Southeast Asia Correpondent
Until recently, Thailand had not been acquainted with the concept of a bachelor or bachelorette party. What's more, it wasn't until the late 1970s that Western traditions of marriage began to prevail in Bangkok, the Thai capital. While traditional ceremonies, which utilize both the state and Buddhist traditions, are still a part of marriages for Thais choosing to marry a local or farang (Thai for "foreigner"), things are changing very quickly.
What is culture and how does modernization fit into the globalization of societies in the 21st century? How do traditions, such as a bachelorette party, move from one region of the world to another? Is the diaspora of culture equal?
If we talk about Thai culture, not hill-tribe culture, but typical Thai culture, how much culture are expats getting? Just because we reside in a different country, are we living in the culture? Are we even supposed to? High society Thais, in my observation, do the same things and have the same things as Westerners. And Westerners seem to lack culture, unless we associate the West with Apple products and fast food.
Of course we can argue that hi-so Thais are modern Thais, like modern culture. And as modern culture takes over the globe one bagel, one mocha latte, one SUV, at a time, where does ethnic, local, regional culture fit in?
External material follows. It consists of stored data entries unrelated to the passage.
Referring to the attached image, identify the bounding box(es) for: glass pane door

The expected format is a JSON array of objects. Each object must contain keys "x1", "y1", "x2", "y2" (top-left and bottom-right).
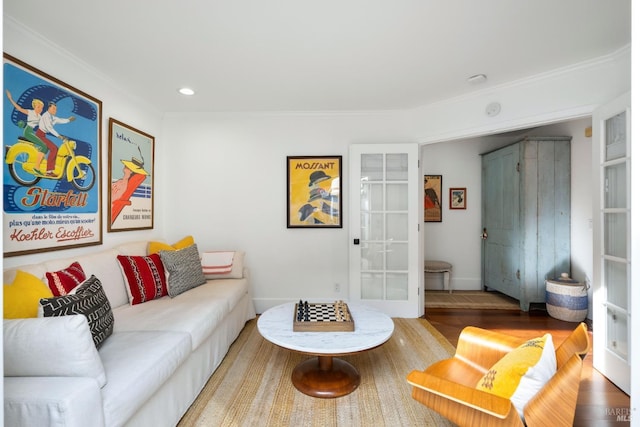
[
  {"x1": 360, "y1": 153, "x2": 409, "y2": 301},
  {"x1": 593, "y1": 92, "x2": 631, "y2": 394},
  {"x1": 349, "y1": 144, "x2": 421, "y2": 318}
]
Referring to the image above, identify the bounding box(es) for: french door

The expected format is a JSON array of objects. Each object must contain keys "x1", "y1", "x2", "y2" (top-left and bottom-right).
[
  {"x1": 348, "y1": 143, "x2": 422, "y2": 318},
  {"x1": 592, "y1": 92, "x2": 631, "y2": 394}
]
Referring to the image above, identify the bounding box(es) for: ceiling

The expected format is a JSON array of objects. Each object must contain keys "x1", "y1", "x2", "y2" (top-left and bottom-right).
[{"x1": 4, "y1": 0, "x2": 631, "y2": 113}]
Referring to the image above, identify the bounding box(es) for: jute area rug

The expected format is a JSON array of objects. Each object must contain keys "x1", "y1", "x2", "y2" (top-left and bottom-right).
[
  {"x1": 178, "y1": 317, "x2": 455, "y2": 427},
  {"x1": 425, "y1": 290, "x2": 520, "y2": 310}
]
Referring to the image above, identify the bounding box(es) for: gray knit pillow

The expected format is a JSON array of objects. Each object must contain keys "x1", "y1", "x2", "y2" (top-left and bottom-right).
[{"x1": 160, "y1": 244, "x2": 207, "y2": 297}]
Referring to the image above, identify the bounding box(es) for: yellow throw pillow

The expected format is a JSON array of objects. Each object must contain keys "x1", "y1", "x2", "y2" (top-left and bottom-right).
[
  {"x1": 148, "y1": 235, "x2": 194, "y2": 254},
  {"x1": 476, "y1": 334, "x2": 556, "y2": 417},
  {"x1": 4, "y1": 270, "x2": 54, "y2": 318}
]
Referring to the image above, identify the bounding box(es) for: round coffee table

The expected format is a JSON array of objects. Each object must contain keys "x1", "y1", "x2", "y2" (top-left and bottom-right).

Mono-culture is before our eyes, one world, one internet, one language and I'm not saying this is bad or good, it's just what I see. It's funny, because one of the most common things I heard from people visiting Hawaii for the first time was that it's a lot more developed than I thought it would be. I think the same thing can be said about Thailand.
What makes a culture unique? The differences from one's culture compared to another? How about when those differences become obsolete? Will we create the sci-fi movies of our nightmares or dreams?